Our basic approach for that was to try and combine efficacious drugs with significantly different modes of action. The Hallmarks of Aging might be another conceptual way to design synergistic benefits. For example, you could think of combining interventions with different endpoints in terms of the hallmarks impacted by each drug. However, I would expect that you would also see such different targets on the level of transcription, such as in the PCA.
Finally, with sequencing costs dropping faster than Moore’s Law, developing approaches based on this revolution seemed worthwhile – doing this type of analysis is rapidly getting cheaper/faster than lifespan or biomarker assays.

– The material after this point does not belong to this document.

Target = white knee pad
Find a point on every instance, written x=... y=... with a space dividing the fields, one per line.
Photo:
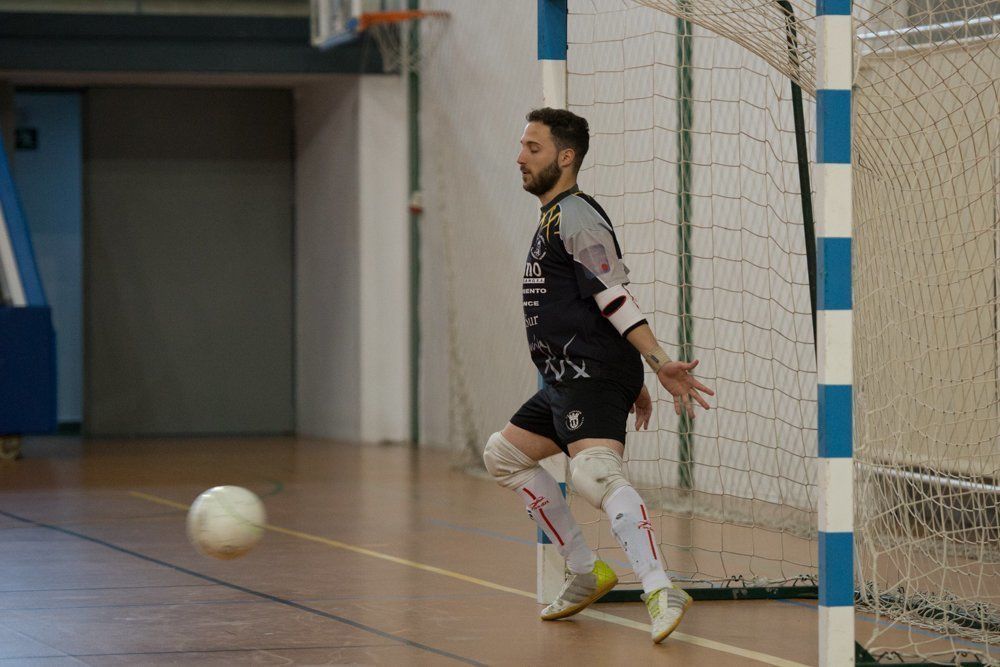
x=510 y=467
x=595 y=473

How much can we learn at this juncture about human longevity and drug effects from your experiments with nematodes?
Many of the drugs that we are currently most excited about were first investigated in simple model organisms – or at least such research was vital to establish their roles in aging. The same is true for most of the important aging pathways/targets. So, I think history suggests plenty. In addition, the kind of question that we asked could not be answered with realistic effort in mice, let alone using [human] clinical trials.
What is the main message from your work (if any) about the most promising life extension drugs for humans? Or is it simply too soon to say since there haven’t been any clinical trials on these synergistic effects yet?
Suggesting specific drugs was not the purpose of this study, and I would never suggest taking drugs based on a worm or fly study alone. This is why we sort of did this the other way around and selected several of our candidate drugs from compounds for which there was already interest regarding translation to humans. However, I think the observation that you can take an adult animal and leverage synergy to significantly extend healthy lifespan is promising. There are people around the world working on different approaches to identify and validate drugs and targets for drug repurposing, so I have no doubt that the list of candidate single drugs will grow.
Are you planning to do follow-up research to probe further into possible additional synergies or higher magnitude synergies with the same or similar drugs? Or similar research with mice or rats rather than nematodes and flies?
All of the above. However, as so often in science, one key limitation is funding. Mouse studies are very expensive, and so are some aspects of the mechanistic studies that we are considering. We are applying for funding to do the follow-up work for both of these aspects. In the meantime, we are developing techniques and tools.
 Admasu, T. D., Batchu, K. C., Barardo, D., Ng, L. F., Lam, V. Y. M., Xiao, L., … & Gruber, J. (2018). Drug Synergy Slows Aging and Improves Healthspan through IGF and SREBP Lipid Signaling. Developmental cell, 47(1), 67-79.